Que ressortait-il de ces propos ? L’image d’un homme à la vie aventureuse, capable même de tuer son semblable sans se rendre compte de son crime. Mais, bien qu’à cette époque toute offense à la loi divine me semblât égale en gravité, je commençais déjà à comprendre certains des phénomènes dont j’entendais parler, et qu’une chose est le massacre que la foule, exaltée presque jusqu’à l’extase et prenant les lois du diable pour celles du Seigneur, pouvait commettre, et tout autre chose l’assassinat individuel perpétré de sang-froid, dans le silence et la ruse.
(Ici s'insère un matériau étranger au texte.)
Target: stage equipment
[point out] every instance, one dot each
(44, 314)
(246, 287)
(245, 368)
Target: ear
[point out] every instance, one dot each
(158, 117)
Et je n’avais pas l’impression que Salvatore pût s’être entaché d’un crime pareil. D’autre part, je voulais découvrir quelque chose sur les insinuations faites par l’Abbé, hanté que j’étais par l’idée de fra Dolcino, dont je ne savais presque rien. Et cependant son fantôme paraissait flotter sur bien des conversations que j’avais entendues ces deux derniers jours. Ainsi, à brûle-pourpoint, je lui demandai :

 « Dans tes voyages, tu n’as jamais connu fra Dolcino ? » 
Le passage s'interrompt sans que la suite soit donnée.